TMZ reported this morning that some kind of party went down at Jennifer Aniston’s house in Bel Air yesterday and it looked and smelled like a wedding. Well, it turns out it was a wedding. Paps caught a pastor going into her house and workers were spotted with a cake that had a groom puppet and a bride puppet on top of it. The likes of Chelsea Handler, Howard Stern, Sia, Ellen DeGeneres, Lisa Kudrow and John Krasinski all showed up.
Jennifer and Justin started doing it full-time in 2010. They got engaged around his birthday, which is August 10th, in 2012 and many hos thought that pigs would sprout wings and learn to fly before these two actually got married.
There aren’t many details about the wedding, but I’m sure that in the next couple of weeks, we’ll see all the pictures in every magazine from People to Dogster Magazine to Haute Doll Magazine (her American Girl dolls, who were her bridesmaids probably, will get an exclusive spread in that one), because Jennifer’s publicist doesn’t play around. I’m guessing that Jennifer wore a dress made from her dried ~lonely~ tears and that everyone passed out at the end of the night. Jennifer passed out from doing celebratory tequila shots off of Chelsea Handler’s ass and Justin passed out after his tuxedo jeggings cut off his circulation completely. Congrats!

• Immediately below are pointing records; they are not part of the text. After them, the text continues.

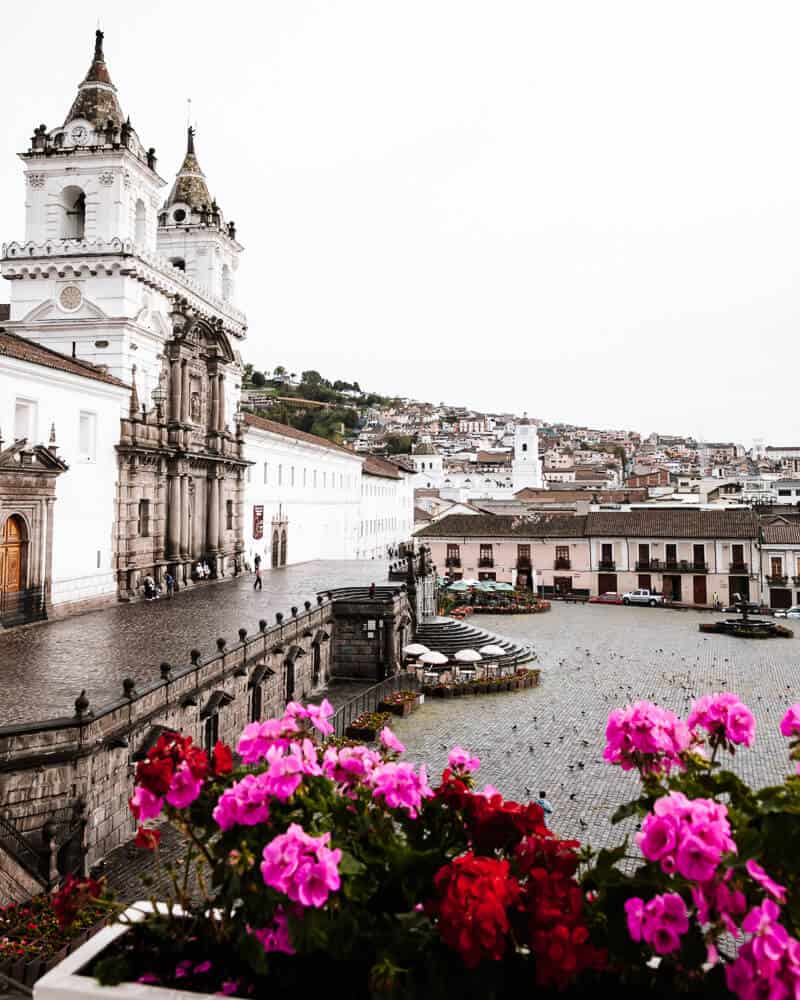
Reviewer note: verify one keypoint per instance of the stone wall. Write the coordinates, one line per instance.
(55, 770)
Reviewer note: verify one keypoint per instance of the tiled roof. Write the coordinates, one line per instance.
(284, 430)
(673, 524)
(505, 526)
(374, 466)
(12, 346)
(781, 534)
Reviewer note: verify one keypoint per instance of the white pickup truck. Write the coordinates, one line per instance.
(643, 597)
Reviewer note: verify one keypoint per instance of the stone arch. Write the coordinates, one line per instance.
(73, 206)
(14, 546)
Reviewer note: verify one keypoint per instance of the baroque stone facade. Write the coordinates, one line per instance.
(181, 467)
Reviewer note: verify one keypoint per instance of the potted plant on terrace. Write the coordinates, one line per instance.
(320, 865)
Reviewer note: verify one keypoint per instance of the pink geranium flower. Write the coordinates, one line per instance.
(184, 787)
(144, 805)
(460, 758)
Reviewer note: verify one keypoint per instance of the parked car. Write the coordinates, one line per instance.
(643, 597)
(611, 597)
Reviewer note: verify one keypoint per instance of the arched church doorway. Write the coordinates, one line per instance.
(13, 555)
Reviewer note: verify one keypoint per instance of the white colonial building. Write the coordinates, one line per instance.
(120, 350)
(302, 496)
(387, 509)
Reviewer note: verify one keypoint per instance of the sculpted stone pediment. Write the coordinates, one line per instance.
(49, 311)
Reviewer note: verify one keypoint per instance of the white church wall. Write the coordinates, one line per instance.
(316, 489)
(83, 514)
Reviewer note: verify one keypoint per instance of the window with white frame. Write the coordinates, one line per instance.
(25, 413)
(87, 436)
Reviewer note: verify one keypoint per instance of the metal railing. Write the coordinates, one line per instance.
(368, 700)
(20, 606)
(23, 852)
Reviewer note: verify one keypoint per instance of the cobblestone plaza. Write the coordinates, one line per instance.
(44, 667)
(595, 658)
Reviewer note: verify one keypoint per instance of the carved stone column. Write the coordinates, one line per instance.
(184, 517)
(212, 520)
(174, 389)
(173, 516)
(184, 392)
(221, 403)
(214, 422)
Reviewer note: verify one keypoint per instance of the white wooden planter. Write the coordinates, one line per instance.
(64, 983)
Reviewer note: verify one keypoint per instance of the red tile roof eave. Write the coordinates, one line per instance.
(21, 349)
(284, 430)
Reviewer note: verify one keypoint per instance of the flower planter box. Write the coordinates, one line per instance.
(362, 733)
(64, 981)
(29, 971)
(401, 708)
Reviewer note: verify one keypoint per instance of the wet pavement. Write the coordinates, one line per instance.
(44, 667)
(596, 658)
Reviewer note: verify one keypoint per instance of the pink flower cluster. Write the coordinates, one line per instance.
(768, 965)
(276, 936)
(401, 787)
(647, 737)
(716, 900)
(460, 758)
(301, 866)
(350, 765)
(724, 716)
(659, 923)
(258, 737)
(246, 801)
(686, 835)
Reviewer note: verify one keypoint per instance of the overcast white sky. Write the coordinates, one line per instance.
(587, 210)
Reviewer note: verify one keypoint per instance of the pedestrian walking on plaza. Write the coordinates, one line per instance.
(546, 807)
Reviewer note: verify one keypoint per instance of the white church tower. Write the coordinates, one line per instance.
(525, 468)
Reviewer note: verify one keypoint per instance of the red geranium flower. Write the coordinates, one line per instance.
(475, 895)
(223, 758)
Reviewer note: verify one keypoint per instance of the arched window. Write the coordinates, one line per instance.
(141, 223)
(73, 202)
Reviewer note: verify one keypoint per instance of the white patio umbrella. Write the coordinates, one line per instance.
(468, 656)
(433, 658)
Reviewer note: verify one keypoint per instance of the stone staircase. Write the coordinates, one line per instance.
(448, 636)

Jennie Garth and her ex-husband Peter Facinelli both got engaged to their new pieces a month apart, but it is she who has beat him to the wedding day altar. (Yes, I’ve created a fake wedding day race between Jennie Garth and Peter Felchanelly, because such is my non-life.)
People says that forever-Kelly-Taylor-to-me married actor Dave Abrams, her man of 8 months, at her ranch in Los Olivos, CA last night. (That ranch is not to be confused with the black house she renovated on her HGTV show, which yes, I watched.) Jennie and Dave met on a blind date and liked each other enough to get engaged in April. Jennie has been married twice before.
In case you care about the details of Jennie Garth’s third wedding, UsWeekly says that she wore a dress, her three daughters with Peter Facinelli wore flowers crowns, guests sat on vintage wooden church pews, white swans floated in the pool and the altar was white wood and covered with flowers. So Jennie’s wedding was basically the shabbychicwedding hashtag on Pinterest.
The bad part about Jennie’s wedding is that apparently Tori Spelling was the only Beverly Hills, 90210 trick there! And you know Tori was seen leaving the wedding with a cardboard box full of centerpieces she plans to sell at a yard sale. I really can’t with that mess Kelly Taylor for throwing a wedding and not inviting everyone from 90210. I’m going to choose to believe that UsWeekly got it wrong and that they were all there and recreated this amazing dance scene by the swan-filled pool at the reception.